South Gujarat University awarded him Doctorate in Literature in 1971.

== Works ==
Trivedi was inspired by western literature and critics such as Coleridge and Matthew Arnold and Gujarati writers including Govardhanram Tripathi and Anandshankar Dhruv. He used to write under his pen-name Prerit. Linguistics, poetics and philosophy were his prime interests.

He published his first critical article on Saraswatichandra, a novel by Govardhanram, in 1924. Vivechana, his first collection of criticism, was published in 1939, followed by 1939 na Gujarati Vangmayni Sameeksha (1939), Parishilan (1949), Akhegita (1957), Upayan (1961), Sahitya Sansparsha (1979) and Drumaparna (1982).
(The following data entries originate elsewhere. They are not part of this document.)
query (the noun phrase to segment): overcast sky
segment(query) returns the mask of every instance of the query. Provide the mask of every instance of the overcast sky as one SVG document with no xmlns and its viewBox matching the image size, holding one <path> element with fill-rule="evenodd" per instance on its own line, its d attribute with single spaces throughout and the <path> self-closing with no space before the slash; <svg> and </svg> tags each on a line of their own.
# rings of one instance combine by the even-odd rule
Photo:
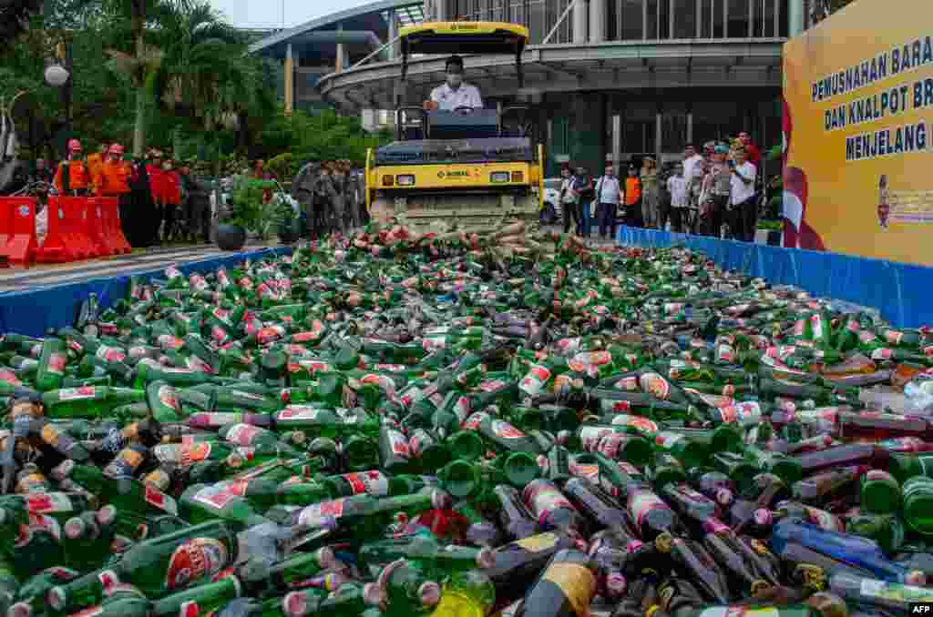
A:
<svg viewBox="0 0 933 617">
<path fill-rule="evenodd" d="M 286 28 L 344 8 L 369 4 L 371 0 L 211 0 L 234 26 Z M 282 8 L 285 7 L 285 20 Z"/>
</svg>

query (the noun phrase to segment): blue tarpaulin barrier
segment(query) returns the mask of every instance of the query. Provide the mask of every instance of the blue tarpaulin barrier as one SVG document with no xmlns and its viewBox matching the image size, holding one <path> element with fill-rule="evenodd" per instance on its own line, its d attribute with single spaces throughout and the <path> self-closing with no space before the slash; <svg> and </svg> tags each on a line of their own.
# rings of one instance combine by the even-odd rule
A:
<svg viewBox="0 0 933 617">
<path fill-rule="evenodd" d="M 895 327 L 933 324 L 933 267 L 926 266 L 624 226 L 617 240 L 629 246 L 683 245 L 704 253 L 724 268 L 796 285 L 815 296 L 877 308 Z"/>
<path fill-rule="evenodd" d="M 234 253 L 230 255 L 174 264 L 186 276 L 191 272 L 207 273 L 221 266 L 230 267 L 247 259 L 291 253 L 291 248 L 263 249 Z M 106 264 L 106 262 L 102 262 Z M 13 332 L 29 336 L 44 336 L 49 328 L 63 328 L 75 322 L 81 302 L 91 293 L 97 294 L 102 308 L 110 307 L 126 297 L 130 277 L 144 281 L 164 277 L 166 266 L 157 269 L 132 272 L 117 277 L 87 279 L 48 287 L 0 294 L 0 334 Z"/>
</svg>

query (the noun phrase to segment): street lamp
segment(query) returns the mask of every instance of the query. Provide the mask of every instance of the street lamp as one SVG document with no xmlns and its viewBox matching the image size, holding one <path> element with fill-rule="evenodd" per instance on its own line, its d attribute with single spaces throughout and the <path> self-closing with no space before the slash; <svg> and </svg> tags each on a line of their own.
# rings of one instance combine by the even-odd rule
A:
<svg viewBox="0 0 933 617">
<path fill-rule="evenodd" d="M 53 88 L 62 88 L 68 83 L 68 69 L 61 64 L 52 64 L 46 69 L 46 83 Z"/>
</svg>

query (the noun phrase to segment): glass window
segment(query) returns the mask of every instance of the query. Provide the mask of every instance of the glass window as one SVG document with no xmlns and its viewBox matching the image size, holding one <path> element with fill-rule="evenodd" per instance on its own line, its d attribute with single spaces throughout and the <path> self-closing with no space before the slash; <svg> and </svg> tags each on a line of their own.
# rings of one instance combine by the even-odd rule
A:
<svg viewBox="0 0 933 617">
<path fill-rule="evenodd" d="M 713 38 L 726 36 L 725 6 L 726 0 L 713 0 Z"/>
<path fill-rule="evenodd" d="M 713 0 L 700 0 L 700 38 L 713 38 Z"/>
<path fill-rule="evenodd" d="M 659 0 L 658 38 L 671 37 L 671 0 Z"/>
<path fill-rule="evenodd" d="M 620 0 L 622 3 L 622 39 L 636 41 L 642 34 L 643 0 Z"/>
<path fill-rule="evenodd" d="M 674 38 L 696 38 L 697 0 L 674 0 Z"/>
<path fill-rule="evenodd" d="M 729 38 L 748 36 L 748 3 L 752 0 L 729 0 Z"/>
<path fill-rule="evenodd" d="M 667 0 L 646 0 L 648 2 L 648 38 L 654 40 L 658 38 L 658 3 L 667 2 Z"/>
</svg>

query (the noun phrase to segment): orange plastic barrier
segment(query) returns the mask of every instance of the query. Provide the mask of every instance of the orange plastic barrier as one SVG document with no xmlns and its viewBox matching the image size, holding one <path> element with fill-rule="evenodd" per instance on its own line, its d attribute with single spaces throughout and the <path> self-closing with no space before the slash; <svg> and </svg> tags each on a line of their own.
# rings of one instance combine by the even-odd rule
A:
<svg viewBox="0 0 933 617">
<path fill-rule="evenodd" d="M 35 198 L 0 198 L 0 254 L 29 266 L 35 254 Z"/>
<path fill-rule="evenodd" d="M 100 256 L 112 255 L 114 248 L 107 240 L 104 226 L 104 199 L 90 198 L 85 203 L 84 232 Z"/>
<path fill-rule="evenodd" d="M 49 232 L 36 261 L 61 263 L 87 259 L 95 254 L 91 240 L 81 231 L 84 225 L 85 198 L 49 198 Z"/>
<path fill-rule="evenodd" d="M 119 220 L 118 201 L 115 197 L 98 198 L 101 203 L 101 215 L 104 221 L 104 238 L 114 254 L 124 254 L 132 252 L 132 247 L 126 240 Z"/>
</svg>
He lectured on Govardhanram Tripathi at Gujarat University in 1960 which are collected as Govardhanram: Chintak ne Sarjak (1962), in which he discussed and evaluated the style of Govardhanram Tripathi and his view about the philosophy of life in the context of his works Sarasvatichandra and Snehamudra. Drumaparna (1982) and Aascharyavat (1987) are collections of his essays.

His Arvachin Chintanatmak Gadya (Modern Reflective Prose) is a collection of five lectures delivered by him at the Bombay University, in the Thakkar Vassonji Madhavji Lecture Series, in 1946. The volume contains a discussion of the romantic tendencies in modem Gujarati literature. These lectures assess the essentials of reflective thought in Gujarati prose written during the years 1844 and 1905 A.D. In these lectures, he has summarized and discussed the thoughts of all the major Gujarati thinkers from Durgaram Mehta to Anandshankar Dhruv.

== Award ==
He received Sahitya Akademi Award in 1962 for his work Upayana (1961) and Narmad Suvarna Chandrak in 1945 for his work Parishilan (1949). He also received Ranjitram Suvarna Chandrak in 1944 and Sahitya Gaurav Puraskar in 1983. In 1974, Sahitya Akademi awarded him a fellowship.